Coronavirus. La differenza con altre tragedie del passato: perché le culle resteranno vuote?

Secondo l’ISTAT ogni punto di disoccupazione provoca una flessione di 1500 nascite. E senza servizi per l’infanzia dopo il Covid la situazione sarà drammatica

Con il Coronavirus culle (ancora) più vuote? Dal 2008 le nascite in Italia sono calate di 140mila unità. Nel 2019 è stato toccato il minimo storico dall’Unità d’Italia (1861): 420mila nuovi nati (19mila in meno rispetto solo all’anno precedente) a fronte di 634mila decessi. Numeri che, nel 2020, anno segnato appunto dalla pandemia mondiale da Coronavirus e dalle sue drammatiche conseguenze sociali ed economiche, sono destinati solamente a peggiorare. Tra le coppie sposate in Italia, il 22% sono quelle senza figli, mentre il 33% si ferma a un solo figlio. Solo il 28% arriva ad averne un secondo. Ovviamente non tutte le famiglie si trovano in età feconda. Soprattutto visto l’invecchiamento progressivo della popolazione: gli italiani tra i 30 e i 39 anni sono sette milioni mentre quelli tra 40 e 49 sono nove milioni. E, così, secondo il demografo Alessandro Rosina, entro 10 anni l’Italia avrà due milioni di quarantenni in meno, cioè oltre un quinto dei potenziali lavoratori, con una perdita in termini di crescita economica davvero importante.

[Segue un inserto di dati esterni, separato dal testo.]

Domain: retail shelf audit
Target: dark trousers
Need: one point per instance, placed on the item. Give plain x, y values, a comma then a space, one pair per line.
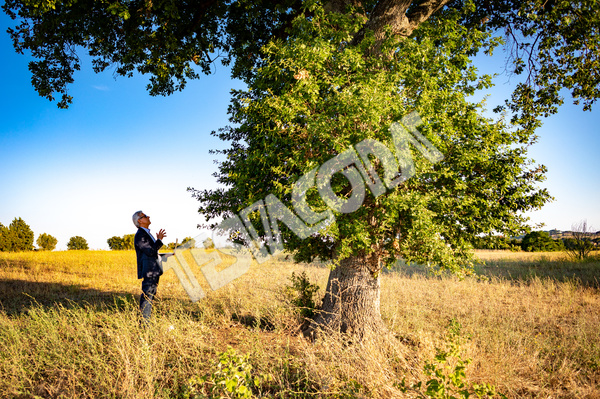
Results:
149, 285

Coronavirus e culle vuote: economia in crisi e denatalità un circolo vizioso

Economia in crisi e denatalità, d’altro canto, si inseguono come in un circolo vizioso. Secondo l’ISTAT, ogni punto di disoccupazione in più si accompagna a una flessione pari a 1500 nascite. Questo, a fronte della prevedibile ondata di licenziamenti che seguirà il blocco imposto dal Governo durante l’emergenza, provocherà un ulteriore crollo della natalità che andrà a impattare anche sul 2021-2022. Ma a incidere, oltre a crisi e precariato, è anche l’assenza di servizi per l’infanzia, che costringono molte madri (38mila all’anno) a lasciare il lavoro per stare dietro ai propri bambini. L’Europa aveva fissato per il 2010 un obiettivo di copertura territoriale per i servizi dell’infanzia pari al 33%. Tale obiettivo è stato largamente disatteso. In Italia si arriva al 20%, con punte negative del 13% nel meridione.

Coronavirus e culle vuote. Il nodo dei servizi all’infanzia in tempi di lockdown

Problemi, quelli relativi alla gestione dei servizi neonatali, che sono esplosi con il lockdown e, forse, ancora di più con il ritorno al lavoro dei genitori. Che, con la chiusura di asili e scuole, si sono trovati a gestire i propri figli a casa senza però avere il giusto tempo a disposizione. In molti casi le famiglie si sono affidate ai nonni. Ma chi non ne aveva ha sofferto. Questo ha fatto sì che un pool di ricercatori dell’Università Bocconi abbia, con un modello, smentito la possibilità che, come invece avvenuto in occasione di altri shock globali del passato, in seguito alla catastrofe si possa generare un nuovo “baby boom”. Anzi, le culle, secondo gli studiosi, resteranno ancora più vuote. I bambini e le famiglie, insomma e ancora una volta, anche nell’emergenza sanitaria sono arrivati ultimi nella scala delle priorità della politica istituzionale. Eppure il futuro, senza bambini e senza famiglie, è a tinte fosche. Qualcuno lo capirà?